1:07 All the graphs have counting in common and that's where counter is your best friend. You can see we generated a big list of all the publication dates
1:17 and we can just put them into counter which makes this nice, frequency counter. We prepare all three graphs. This was the first one.
1:28 The second one were the categories and the third one were the tags. You can already see that this starts to
1:35 paint a picture of what our PyBites blog is about. The final trick we needed was transposing the data, making X and Y axis.
1:44 I used a nice trick from Raymond Hettinger to use*data in combination with zip to make a date-like object or a list of tuples.

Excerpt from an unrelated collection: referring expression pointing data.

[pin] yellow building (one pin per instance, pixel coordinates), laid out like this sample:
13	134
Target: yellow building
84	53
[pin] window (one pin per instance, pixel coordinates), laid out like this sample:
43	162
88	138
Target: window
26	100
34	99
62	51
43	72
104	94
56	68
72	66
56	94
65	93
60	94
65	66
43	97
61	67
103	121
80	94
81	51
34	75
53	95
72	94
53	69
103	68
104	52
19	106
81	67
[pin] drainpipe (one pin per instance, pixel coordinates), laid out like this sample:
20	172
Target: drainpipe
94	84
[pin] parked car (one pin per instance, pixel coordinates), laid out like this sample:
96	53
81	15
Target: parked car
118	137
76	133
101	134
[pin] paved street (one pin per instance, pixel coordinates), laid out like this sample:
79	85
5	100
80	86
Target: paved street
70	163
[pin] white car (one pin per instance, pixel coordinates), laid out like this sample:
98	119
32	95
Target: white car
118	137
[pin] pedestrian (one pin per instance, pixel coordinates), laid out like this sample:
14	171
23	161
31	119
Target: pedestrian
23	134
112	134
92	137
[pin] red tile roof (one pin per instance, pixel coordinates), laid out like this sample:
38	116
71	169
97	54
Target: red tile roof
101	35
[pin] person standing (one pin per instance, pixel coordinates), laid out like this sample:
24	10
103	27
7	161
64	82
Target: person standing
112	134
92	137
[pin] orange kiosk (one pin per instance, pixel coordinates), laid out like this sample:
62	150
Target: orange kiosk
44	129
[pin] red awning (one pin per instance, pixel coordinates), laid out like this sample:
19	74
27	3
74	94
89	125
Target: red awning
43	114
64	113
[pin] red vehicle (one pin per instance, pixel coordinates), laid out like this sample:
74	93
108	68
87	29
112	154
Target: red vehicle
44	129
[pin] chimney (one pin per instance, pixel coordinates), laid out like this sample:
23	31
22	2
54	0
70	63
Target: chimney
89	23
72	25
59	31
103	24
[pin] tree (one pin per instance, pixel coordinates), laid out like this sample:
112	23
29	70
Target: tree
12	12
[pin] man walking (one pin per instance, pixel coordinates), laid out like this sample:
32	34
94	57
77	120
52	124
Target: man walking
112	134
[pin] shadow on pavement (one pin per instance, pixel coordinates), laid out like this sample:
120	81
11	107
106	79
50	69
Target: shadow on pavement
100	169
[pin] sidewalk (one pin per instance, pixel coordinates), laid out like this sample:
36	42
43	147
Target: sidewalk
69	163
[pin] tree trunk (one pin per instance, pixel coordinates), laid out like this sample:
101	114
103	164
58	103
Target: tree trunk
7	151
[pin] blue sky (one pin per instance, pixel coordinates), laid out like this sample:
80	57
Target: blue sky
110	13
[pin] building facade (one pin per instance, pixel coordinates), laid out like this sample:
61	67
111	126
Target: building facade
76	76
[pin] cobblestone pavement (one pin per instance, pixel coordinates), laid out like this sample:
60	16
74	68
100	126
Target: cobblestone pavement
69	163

1:54 Transposing the data to X and Y axis' which made it way more easy to plot. Then I extenuate Plotly object, giving it the offline mode
2:07 and calling the innate notebook mode method to make it work inside my Jupyter notebook. Then the three plots.
2:15 Post for months frequency with all the prep data done, a small amount of code with a nice graph. Here you see the activity per month
2:23 and number of entries in the blog. Secondly, the common blog categories. We went and made a pie chart, which makes a nice visualization
2:31 what kind of categories our blog posts are. You can see that challenging articles trumped the other categories.

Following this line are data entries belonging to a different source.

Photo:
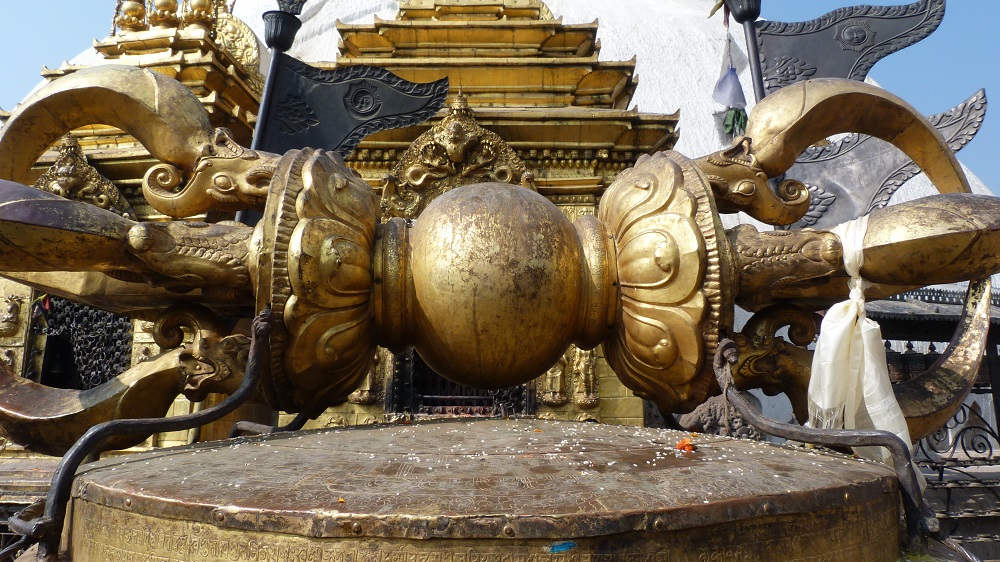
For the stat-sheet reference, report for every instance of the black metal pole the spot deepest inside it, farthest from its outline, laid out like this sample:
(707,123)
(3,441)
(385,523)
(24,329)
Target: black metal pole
(280,28)
(746,13)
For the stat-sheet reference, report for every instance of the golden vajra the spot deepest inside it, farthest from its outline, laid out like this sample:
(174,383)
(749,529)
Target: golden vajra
(491,283)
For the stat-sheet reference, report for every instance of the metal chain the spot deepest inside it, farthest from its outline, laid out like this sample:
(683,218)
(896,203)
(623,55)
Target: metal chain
(101,340)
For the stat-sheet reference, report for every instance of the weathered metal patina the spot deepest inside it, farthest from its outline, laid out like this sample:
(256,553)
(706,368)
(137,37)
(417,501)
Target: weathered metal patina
(530,489)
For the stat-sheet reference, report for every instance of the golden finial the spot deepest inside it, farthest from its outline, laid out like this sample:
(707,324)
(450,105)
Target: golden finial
(130,16)
(163,14)
(198,13)
(460,105)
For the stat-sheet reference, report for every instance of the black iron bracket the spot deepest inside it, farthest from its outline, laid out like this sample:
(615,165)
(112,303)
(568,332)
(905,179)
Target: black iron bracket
(42,522)
(920,519)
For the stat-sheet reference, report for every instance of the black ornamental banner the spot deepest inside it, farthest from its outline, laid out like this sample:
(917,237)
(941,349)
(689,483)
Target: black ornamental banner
(335,109)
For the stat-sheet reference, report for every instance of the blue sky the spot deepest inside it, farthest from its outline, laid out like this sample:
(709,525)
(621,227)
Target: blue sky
(934,75)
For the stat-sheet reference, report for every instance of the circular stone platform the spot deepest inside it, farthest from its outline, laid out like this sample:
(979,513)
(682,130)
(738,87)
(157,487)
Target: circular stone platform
(503,490)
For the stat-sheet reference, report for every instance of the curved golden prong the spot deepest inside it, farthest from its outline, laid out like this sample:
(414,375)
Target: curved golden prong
(787,122)
(161,113)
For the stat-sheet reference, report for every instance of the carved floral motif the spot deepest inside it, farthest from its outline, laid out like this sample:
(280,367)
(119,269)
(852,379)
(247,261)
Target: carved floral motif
(321,233)
(666,238)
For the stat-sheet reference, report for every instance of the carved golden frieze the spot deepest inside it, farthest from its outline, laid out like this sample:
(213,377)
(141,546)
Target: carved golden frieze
(72,177)
(455,152)
(238,39)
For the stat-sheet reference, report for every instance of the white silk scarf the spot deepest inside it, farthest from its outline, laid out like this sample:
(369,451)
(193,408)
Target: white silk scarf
(849,386)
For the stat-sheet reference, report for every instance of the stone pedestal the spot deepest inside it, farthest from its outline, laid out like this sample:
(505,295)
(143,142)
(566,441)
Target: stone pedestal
(503,490)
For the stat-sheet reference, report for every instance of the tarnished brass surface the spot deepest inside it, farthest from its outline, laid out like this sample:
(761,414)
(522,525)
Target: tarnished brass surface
(487,490)
(481,289)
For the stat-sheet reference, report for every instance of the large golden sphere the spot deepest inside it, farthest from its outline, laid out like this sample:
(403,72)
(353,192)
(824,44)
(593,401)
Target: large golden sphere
(496,284)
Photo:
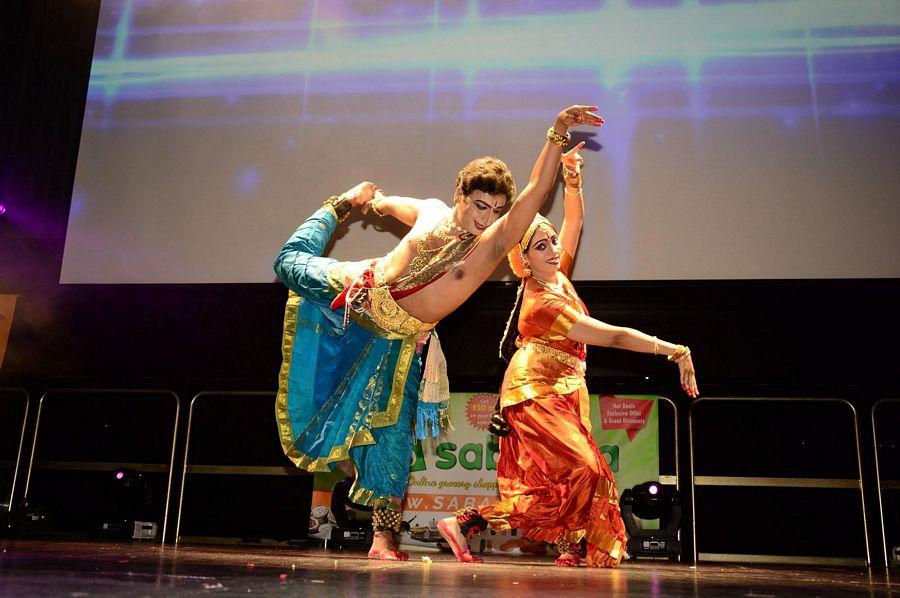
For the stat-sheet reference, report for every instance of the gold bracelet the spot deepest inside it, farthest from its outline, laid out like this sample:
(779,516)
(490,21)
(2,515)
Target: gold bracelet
(374,205)
(339,207)
(557,139)
(681,351)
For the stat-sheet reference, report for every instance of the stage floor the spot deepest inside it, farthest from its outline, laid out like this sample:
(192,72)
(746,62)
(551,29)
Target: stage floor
(82,569)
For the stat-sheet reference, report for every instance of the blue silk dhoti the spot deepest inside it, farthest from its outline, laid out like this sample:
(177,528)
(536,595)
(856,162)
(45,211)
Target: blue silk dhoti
(348,388)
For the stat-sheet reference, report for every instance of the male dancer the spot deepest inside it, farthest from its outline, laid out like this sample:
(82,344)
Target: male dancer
(351,383)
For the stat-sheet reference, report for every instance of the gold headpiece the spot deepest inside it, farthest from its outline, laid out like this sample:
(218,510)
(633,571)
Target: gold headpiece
(516,256)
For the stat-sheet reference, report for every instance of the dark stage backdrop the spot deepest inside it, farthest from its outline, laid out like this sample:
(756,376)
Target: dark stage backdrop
(751,337)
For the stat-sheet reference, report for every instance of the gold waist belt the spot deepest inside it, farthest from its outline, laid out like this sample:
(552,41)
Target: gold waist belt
(567,358)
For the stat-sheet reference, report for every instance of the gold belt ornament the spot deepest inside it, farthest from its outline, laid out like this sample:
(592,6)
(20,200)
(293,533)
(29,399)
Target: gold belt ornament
(567,358)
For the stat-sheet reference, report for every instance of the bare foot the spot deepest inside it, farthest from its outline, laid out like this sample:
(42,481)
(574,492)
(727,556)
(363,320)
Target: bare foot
(568,559)
(384,548)
(449,529)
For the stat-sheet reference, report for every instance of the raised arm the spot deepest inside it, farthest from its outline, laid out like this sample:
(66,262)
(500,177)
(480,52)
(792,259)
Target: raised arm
(405,209)
(573,202)
(507,230)
(594,332)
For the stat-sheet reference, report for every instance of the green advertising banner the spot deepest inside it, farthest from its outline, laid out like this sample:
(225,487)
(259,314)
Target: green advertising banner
(460,468)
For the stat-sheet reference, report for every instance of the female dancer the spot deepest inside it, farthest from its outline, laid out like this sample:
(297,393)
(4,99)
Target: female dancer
(350,385)
(554,484)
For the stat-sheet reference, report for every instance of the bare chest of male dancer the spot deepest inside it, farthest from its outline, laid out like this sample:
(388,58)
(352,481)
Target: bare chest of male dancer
(443,294)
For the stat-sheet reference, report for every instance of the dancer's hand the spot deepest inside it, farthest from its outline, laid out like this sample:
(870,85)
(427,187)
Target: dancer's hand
(688,377)
(574,116)
(361,194)
(572,161)
(378,196)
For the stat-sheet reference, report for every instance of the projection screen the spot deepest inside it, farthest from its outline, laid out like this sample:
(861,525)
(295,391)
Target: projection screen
(744,139)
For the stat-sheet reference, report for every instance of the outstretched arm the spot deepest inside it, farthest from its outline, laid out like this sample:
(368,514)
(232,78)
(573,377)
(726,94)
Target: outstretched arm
(573,206)
(405,209)
(507,231)
(594,332)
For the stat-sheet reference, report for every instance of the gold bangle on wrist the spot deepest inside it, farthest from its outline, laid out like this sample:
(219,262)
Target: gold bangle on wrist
(339,207)
(557,139)
(572,181)
(681,351)
(374,205)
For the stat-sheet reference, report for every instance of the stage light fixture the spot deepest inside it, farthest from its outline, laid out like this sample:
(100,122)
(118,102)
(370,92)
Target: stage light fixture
(651,501)
(128,507)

2:37 For common blog tags, it's kind of similar as categories but it's a bit more granular. There you can also see that we blogged quite a bit about
2:46 Flask and Django, github code automations, but this is a way nicer way to demonstrate it in any presentation. Check out other libraries, Bokeh,
2:58 this is from Panda's in combination with Matplotlib, a very powerful combination. This is a print screen from the Seaborn library.
3:10 As mentioned before, Matplotlib is also a very robust library and there might be many others but mostly I use Panda's and some Bokeh.
3:18 I decided to use Plotly for this lesson as it's simple to use and has nice graphs. Now it's your turn, keep calm and code in Python.